FE analysis of electromagnetic field coupled with fluid dynamics in an MR clutch

The aim of this paper is to find an accurate model for the finite element analysis of coupled phenomena in the dynamic operation of a magnetorheological clutch (MR CLUTCH).

The rheological properties of magnetorheological fluid (MRF) depend on magnetic field distribution. Therefore, the field‐circuit model of electromagnetic phenomena is coupled with the fluid motion model of MRF. The finite element method and time stepping algorithm are used to solve the examined problem. The eddy currents in massive conducting elements are taken into consideration. In order to include the nonlinearity of ferromagnetic core and non‐linear rheological properties of MRF, the Newton procedure is applied.
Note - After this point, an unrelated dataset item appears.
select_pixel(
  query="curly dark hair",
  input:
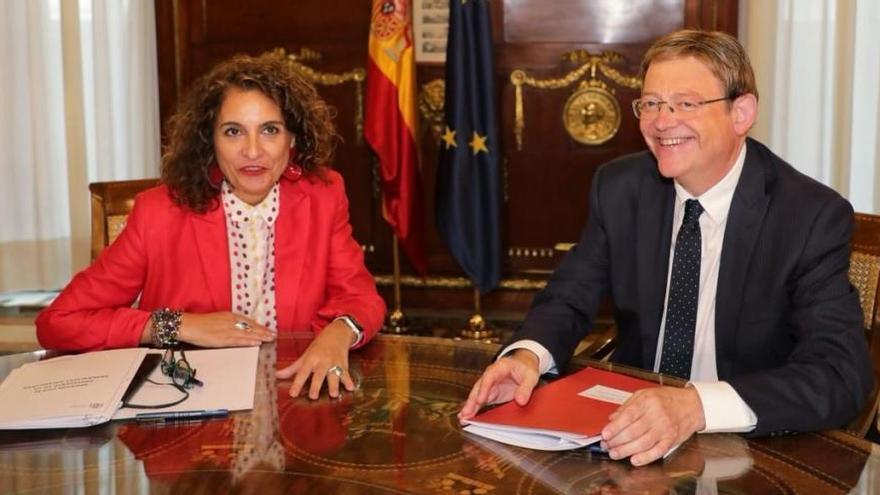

This procedure is joined with the block‐over relaxation algorithm in order to reduce calculation time.

The proposed method gives sufficient accuracy of coupled electromagnetic and magnetorheological phenomena analysis. The comparison between measured and calculated clutching torque values shows a good agreement.

Thermal and hysteresis effects are not taken into account.

The presented approach can be useful for designing and optimizing MRF devices with axial symmetry. The accurate finite‐element model of coupled electromagnetic and mechanical phenomena is used as a tool for the analysis of MR device dynamic operation.